What EKS adds is the orchestration layer:

  • The kubelet on each node communicates with the Kubernetes API server (EKS control plane)
  • Pods are scheduled onto nodes based on resource requests and constraints
  • Rolling deployments update pods one at a time, waiting for health checks
  • The Cluster Autoscaler watches for pending pods that can’t be scheduled and scales up node groups

If your workload doesn’t need that orchestration layer — if a simple deploy script to EC2, or an Auto Scaling Group with a launch template, handles your needs — then the Kubernetes layer is pure overhead.

See EC2 overview for EC2 instance types and Auto Scaling, and EKS overview for the full EKS setup process.

Quick decision guide

  • Choose EC2 if: you’re running a monolith, a Windows application, a legacy app, a database, or any workload where containers don’t add clear value — and your team doesn’t have Kubernetes expertise.
  • Choose EKS if: you’re managing 10+ microservices, your team knows Kubernetes, you need the K8s ecosystem tooling, or you require multi-cloud portability.
  • Remember: EKS worker nodes run on EC2. You’re not replacing EC2 — you’re adding an orchestration layer. Make sure that layer earns its complexity.
  • If you have a small team and a manageable number of services, Auto Scaling Groups + ALB + EC2 handles production traffic for millions of users. You don’t need EKS for scale — you need it for orchestration complexity.

Frequently asked questions

Do EKS worker nodes run on EC2?

Yes. When you use EKS with EC2 launch type (managed or self-managed node groups), your Kubernetes worker nodes are EC2 instances. The difference is that you interact with them through the Kubernetes API rather than SSH. You define workloads as Kubernetes Deployments, and Kubernetes schedules them onto the EC2 nodes. With EKS Fargate, the nodes are managed by AWS and you never see the underlying EC2 instances.

Is Kubernetes overkill for a single application?

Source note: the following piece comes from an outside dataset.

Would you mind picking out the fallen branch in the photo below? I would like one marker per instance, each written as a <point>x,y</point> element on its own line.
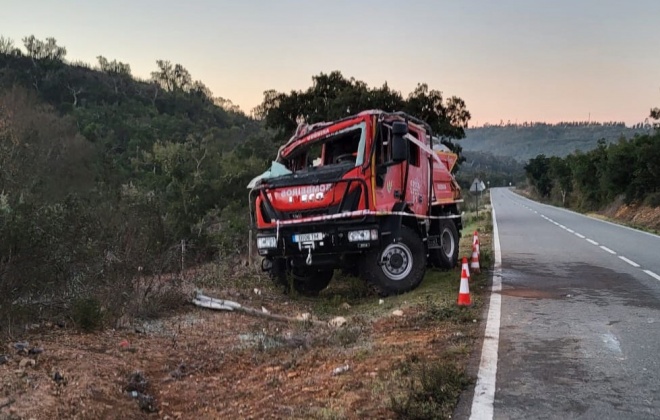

Usually yes. Kubernetes adds significant operational complexity — cluster management, node upgrades, add-ons, RBAC, networking configuration. For a single application that can run on one or two EC2 instances, Auto Scaling Groups with a load balancer provide scaling and redundancy without that overhead. Kubernetes starts making sense when you're managing many services that need independent scaling, rolling deployments, and complex networking.

Can you mix EC2 and EKS in the same architecture?

Yes. Many architectures run some workloads on EC2 directly (databases, legacy apps, stateful services) while running containerized microservices on EKS. There is no rule that everything must be on the same compute paradigm. The right compute type per workload is the correct approach.

Last verified: 19 March 2026 Cloud services change frequently. Verify details against official documentation before making infrastructure decisions.